Questo il senso del nostro documento sul 17 marzo, la volontà di cominciare

con un progetto specifico e di prospettiva sulla costruzione di percorsi a

livello periferico. Dobbiamo essere capaci di dare a tutte le comunità sparse

sul territorio meridionale una possibilità, un senso di appartenenza affinché

si possa attaccare verticalmente, dal basso verso l’alto, la nostra controparte

soprattutto qua al meridione.

Come compagni casertani ci ritroviamo a dover fare i conti con questo scenario

ormai da 12 anni e la data del 17 Marzo resta in piedi proprio nell’ottica di

voler lanciare il sasso, di gridare la possibilità di un altro sud che sappia

partire dai territori e dalle loro specificità, dai conflitti, dalla difesa dei

beni comuni. Questo il terreno di gioco per invertire la rotta, per imporre dal

basso alla controparte l’agenda per la costruzione di un nuovo welfare, e non

per subire dall’alto verso il basso i percorsi di sfruttamento e di dominio del

capitale. Crediamo fortemente nella necessità di investire a livello della

comunicazione e della pratica conflittuale su quanto si muove a Sud. Siamo

convinti che la nostra condizione è la stessa di migliaia di giovani proletari

in tutto il meridione, isolati, loro malgrado, in piccoli centri e quindi

mutilati della possibilità di sentirsi parte integrante di insorgenze

conflittuali, di un movimento, su di un piano più generale.

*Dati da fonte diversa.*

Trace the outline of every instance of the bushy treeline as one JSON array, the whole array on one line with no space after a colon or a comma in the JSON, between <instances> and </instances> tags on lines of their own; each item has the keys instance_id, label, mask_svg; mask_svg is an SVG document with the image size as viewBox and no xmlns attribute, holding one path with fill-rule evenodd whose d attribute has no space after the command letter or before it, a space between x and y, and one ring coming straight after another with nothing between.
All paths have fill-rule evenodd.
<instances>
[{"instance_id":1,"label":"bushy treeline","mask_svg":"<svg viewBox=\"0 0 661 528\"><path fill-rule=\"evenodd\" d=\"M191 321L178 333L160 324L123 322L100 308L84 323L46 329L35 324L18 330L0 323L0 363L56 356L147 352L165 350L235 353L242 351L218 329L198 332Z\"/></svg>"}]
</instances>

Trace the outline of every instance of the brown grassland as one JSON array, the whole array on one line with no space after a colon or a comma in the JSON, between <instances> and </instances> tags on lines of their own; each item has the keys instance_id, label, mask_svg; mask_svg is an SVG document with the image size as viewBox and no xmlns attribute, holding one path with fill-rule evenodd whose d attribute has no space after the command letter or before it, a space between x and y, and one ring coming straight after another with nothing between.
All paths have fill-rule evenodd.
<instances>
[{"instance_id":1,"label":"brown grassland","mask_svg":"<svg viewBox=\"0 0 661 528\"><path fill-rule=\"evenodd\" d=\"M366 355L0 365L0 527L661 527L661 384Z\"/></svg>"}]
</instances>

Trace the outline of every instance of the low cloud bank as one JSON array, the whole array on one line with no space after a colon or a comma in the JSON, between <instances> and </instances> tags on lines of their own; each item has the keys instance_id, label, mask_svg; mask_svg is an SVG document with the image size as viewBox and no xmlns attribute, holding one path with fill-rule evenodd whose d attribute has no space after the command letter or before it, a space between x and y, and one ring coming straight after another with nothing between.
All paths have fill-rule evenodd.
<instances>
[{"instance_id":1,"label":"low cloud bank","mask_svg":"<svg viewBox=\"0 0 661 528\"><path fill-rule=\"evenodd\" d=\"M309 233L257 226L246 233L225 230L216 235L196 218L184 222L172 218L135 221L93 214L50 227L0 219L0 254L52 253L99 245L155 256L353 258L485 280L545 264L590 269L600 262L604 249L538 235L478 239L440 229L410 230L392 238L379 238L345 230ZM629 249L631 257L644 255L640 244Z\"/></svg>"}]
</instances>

Per questo possiamo

e dobbiamo ragionare sul ruolo dei social network nelle rivoluzioni del nord

Africa, dobbiamo cioè saper utilizzare, allo scopo di creare rete nei

territori, tutti gli strumenti di cui abbiamo disponibilità, ribaltando, in

questo caso, anche la subalternità proletaria rispetto ai nuovi mezzi di

comunicazione di massa.

Bisogna rilanciare in avanti sulla difesa dei beni comuni, sulla lotta per il

reddito, la casa, il nuovo welfare e da questi processi non possiamo e non

dobbiamo tenere fuori le periferie, le campagne e i territori di quella

provincia diffusa di cui altri, ad esempio da prospettive di destra e nordiste,

hanno afferrato l’importanza politica e strategica.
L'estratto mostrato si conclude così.